As a writer, there is nothing worse than a character with no motivation. I personally think every man and woman who voted in this election had great motivation. Every single one of them had a vision for the future of America.
What visions do you think motivated the other voters?
This is a very important question. The country is currently divided. Gloating and insults fly back and forth, assumptions about characters are made, and empty threats of civil war even pop up. Why?
We are all fully-developed characters in this story. We all had a reason for our vote. Half of the country is not stupid. Half of the country is not evil. Half of the country is not mysogynistic. Half of the country is not racist.
This is not a country full of bigots.
I hear complaints already. No. Stop complaining. Half of this country is not what you think they are. If it was, we’d be seeing worse than the election results. Far worse.
This is what is actually happening: Each half of the country is ignoring the characterization of the other half. Have you ever actually asked why someone supports the other candidate, seeking an honest answer? Must as I hate to say it, due to my biases, there were good reasons on each side of the election.
Each candidate was revealed to us. Scandals were unearthed, problems set before them, and they were forced to declare their own ideal visions for America.
Both candidates have faults. Both also have virtues.
Did you vote because of your view on abortion? Immigration? Your fear of the other candidate? For justice? For LGBT rights? To drain the swamp? To make America stronger? To make it greater? To set a standard for equality? Simply as a protest? As a standard of dignity? For tax reform? For healthcare reform? For expansion of programs? For open trade? Against the TPP? For the wall?

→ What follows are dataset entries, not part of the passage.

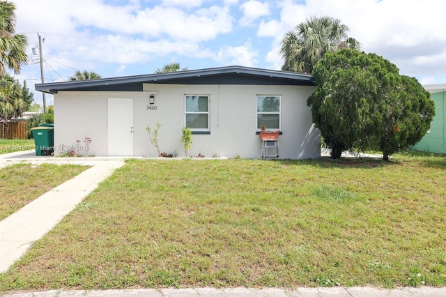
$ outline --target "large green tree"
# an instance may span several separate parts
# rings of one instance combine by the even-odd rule
[[[28,61],[26,54],[28,39],[24,34],[15,33],[15,5],[0,1],[0,76],[11,69],[20,73],[22,65]]]
[[[0,77],[0,119],[20,116],[26,107],[20,84],[8,74]]]
[[[181,69],[181,66],[179,63],[171,63],[169,64],[165,64],[162,68],[157,68],[155,73],[174,73],[176,71],[186,71],[187,68]]]
[[[86,80],[86,79],[98,79],[102,76],[94,71],[88,72],[87,70],[76,70],[73,76],[70,77],[70,80]]]
[[[328,53],[313,75],[318,86],[307,105],[332,158],[345,150],[379,148],[387,160],[429,129],[435,114],[429,93],[380,56]]]
[[[312,17],[288,31],[281,43],[285,61],[282,70],[312,73],[316,63],[326,52],[343,48],[360,49],[360,43],[349,37],[348,27],[331,17]]]

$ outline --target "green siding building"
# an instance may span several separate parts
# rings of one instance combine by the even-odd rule
[[[431,129],[426,135],[413,146],[417,151],[446,153],[446,123],[445,121],[445,98],[446,84],[423,86],[431,93],[435,102],[435,116],[431,122]]]

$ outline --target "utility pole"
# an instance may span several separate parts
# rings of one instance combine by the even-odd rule
[[[43,56],[42,56],[42,36],[37,33],[37,36],[39,36],[39,56],[40,57],[40,77],[42,79],[42,84],[45,82],[45,78],[43,77]],[[42,96],[43,99],[43,112],[47,112],[47,100],[45,97],[45,92],[42,92]]]

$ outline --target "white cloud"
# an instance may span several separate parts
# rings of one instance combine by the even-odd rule
[[[257,64],[258,51],[249,42],[238,47],[225,46],[218,51],[217,60],[224,65],[253,67]]]
[[[162,0],[162,5],[164,6],[179,6],[191,8],[200,7],[203,2],[203,0]]]
[[[38,31],[46,38],[45,60],[67,77],[75,69],[104,77],[151,73],[172,59],[190,69],[215,63],[279,69],[286,31],[311,16],[330,15],[348,26],[363,50],[390,60],[401,74],[446,81],[440,0],[12,1],[29,53]],[[39,78],[38,64],[22,74],[30,82]]]
[[[243,17],[240,20],[242,26],[251,26],[259,17],[270,14],[270,6],[268,2],[261,2],[249,0],[244,2],[240,7],[243,12]]]

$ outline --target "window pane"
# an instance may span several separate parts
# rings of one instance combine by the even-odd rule
[[[186,114],[186,127],[193,128],[208,129],[208,114]]]
[[[186,112],[208,112],[208,96],[186,96]]]
[[[267,129],[279,129],[279,114],[257,114],[257,129],[263,125]]]
[[[280,97],[257,96],[257,112],[279,112]]]

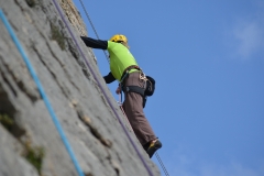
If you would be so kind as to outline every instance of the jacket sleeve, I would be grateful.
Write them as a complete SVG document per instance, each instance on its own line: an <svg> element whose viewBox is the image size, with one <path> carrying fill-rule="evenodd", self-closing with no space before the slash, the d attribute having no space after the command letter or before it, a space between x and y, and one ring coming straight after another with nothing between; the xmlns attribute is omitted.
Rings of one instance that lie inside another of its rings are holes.
<svg viewBox="0 0 264 176"><path fill-rule="evenodd" d="M94 40L87 36L80 36L80 38L85 42L86 46L88 47L101 48L101 50L108 48L108 41Z"/></svg>
<svg viewBox="0 0 264 176"><path fill-rule="evenodd" d="M112 81L116 80L111 72L107 76L103 76L103 79L106 80L107 84L111 84Z"/></svg>

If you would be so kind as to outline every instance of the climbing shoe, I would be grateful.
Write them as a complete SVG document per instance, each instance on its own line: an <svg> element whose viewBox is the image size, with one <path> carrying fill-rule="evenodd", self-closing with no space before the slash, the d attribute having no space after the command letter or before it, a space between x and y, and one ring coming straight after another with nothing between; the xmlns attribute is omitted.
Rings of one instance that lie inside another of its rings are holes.
<svg viewBox="0 0 264 176"><path fill-rule="evenodd" d="M148 148L146 150L146 153L148 154L150 158L154 155L154 153L162 147L162 143L156 140L151 142Z"/></svg>

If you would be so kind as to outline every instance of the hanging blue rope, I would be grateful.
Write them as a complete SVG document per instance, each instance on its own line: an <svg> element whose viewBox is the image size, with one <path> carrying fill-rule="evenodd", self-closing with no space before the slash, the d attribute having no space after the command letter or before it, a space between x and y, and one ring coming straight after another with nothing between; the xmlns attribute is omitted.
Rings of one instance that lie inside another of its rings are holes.
<svg viewBox="0 0 264 176"><path fill-rule="evenodd" d="M78 175L79 176L85 176L82 170L81 170L81 168L80 168L80 166L79 166L79 164L78 164L78 162L77 162L77 160L76 160L76 157L75 157L75 154L74 154L74 152L73 152L73 150L72 150L72 147L70 147L70 145L68 143L68 140L67 140L67 138L66 138L66 135L65 135L65 133L63 131L63 128L59 124L59 122L57 120L57 117L56 117L56 114L55 114L55 112L54 112L54 110L53 110L53 108L52 108L52 106L51 106L51 103L50 103L50 101L47 99L47 96L45 95L45 91L44 91L44 89L43 89L43 87L41 85L41 81L37 78L34 68L33 68L32 64L30 63L30 59L28 58L23 47L21 46L18 37L15 36L11 25L9 24L7 18L6 18L6 15L4 15L4 13L2 12L1 9L0 9L0 16L1 16L1 20L2 20L2 22L4 24L4 26L7 28L10 36L12 37L15 46L18 47L18 50L19 50L23 61L25 62L25 65L26 65L29 72L30 72L32 78L34 79L34 81L36 84L36 87L37 87L37 89L38 89L38 91L40 91L40 94L41 94L41 96L42 96L42 98L43 98L43 100L44 100L44 102L46 105L46 108L47 108L47 110L48 110L48 112L50 112L50 114L52 117L52 120L53 120L53 122L54 122L54 124L55 124L55 127L56 127L56 129L57 129L57 131L58 131L58 133L59 133L59 135L62 138L62 141L63 141L63 143L64 143L64 145L65 145L65 147L66 147L66 150L67 150L67 152L68 152L68 154L69 154L69 156L70 156L70 158L72 158L72 161L73 161L73 163L74 163L74 165L76 167L76 169L77 169Z"/></svg>

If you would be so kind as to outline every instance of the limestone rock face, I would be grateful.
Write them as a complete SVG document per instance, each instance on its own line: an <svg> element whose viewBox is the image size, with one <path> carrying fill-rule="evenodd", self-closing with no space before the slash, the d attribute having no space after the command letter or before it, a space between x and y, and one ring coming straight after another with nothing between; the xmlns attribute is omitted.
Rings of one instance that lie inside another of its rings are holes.
<svg viewBox="0 0 264 176"><path fill-rule="evenodd" d="M79 35L87 32L74 3L62 0L58 4L65 10L67 23L90 67L52 0L0 0L0 8L28 55L82 172L86 176L150 175L120 125L121 120L150 170L161 175L105 84L92 51L80 40ZM0 176L78 175L2 21L0 122Z"/></svg>

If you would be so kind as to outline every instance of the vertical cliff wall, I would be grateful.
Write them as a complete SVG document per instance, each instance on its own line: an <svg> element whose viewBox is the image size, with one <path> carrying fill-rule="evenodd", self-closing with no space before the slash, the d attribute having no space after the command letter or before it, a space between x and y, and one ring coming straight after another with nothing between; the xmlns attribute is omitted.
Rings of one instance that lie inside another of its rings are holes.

I do not agree with half of those reasons, at least. I could argue a fair point on each of them, and disagree with the best of them. I might not like your values or your position once we finish speaking. That is not important.
Here is the important part:
No matter how wrong you think a person is, or how many lies you think they have been fed, they are still acting for the better of the country. They are acting with the best reason that they can. All of their characterization has led up to this choice in the script.
Do not demean them or mock them. Do not call them outright bigots and racists (some may be, but it’s a minority). Do not assume their stupidity. In their place, you might be making the same decision.
Instead, openly listen to them. To their ideas. Discuss, refute, but accept that they want this country to be great as much as you do. They are a part of the country. We don’t need agreement. We need the understanding of a common goal.
This is not a country of poorly-developed characters. Stop pretending that it is. We are three-dimensional, complex human beings. We all nead to realize this, and stand proud with a better America in mind.
We’re stronger together. Please, let’s make America great again.
See you around!
2 thoughts on “A United Nation: The Approach of a Writer”
I really appreciate what you’ve brought to the ’16 election discussion. Your maturity in all this is very refreshing.
Thank you! It’s been a crazy election, and I couldn’t help but throw my voice in. I’m glad you feel refreshed by my comments.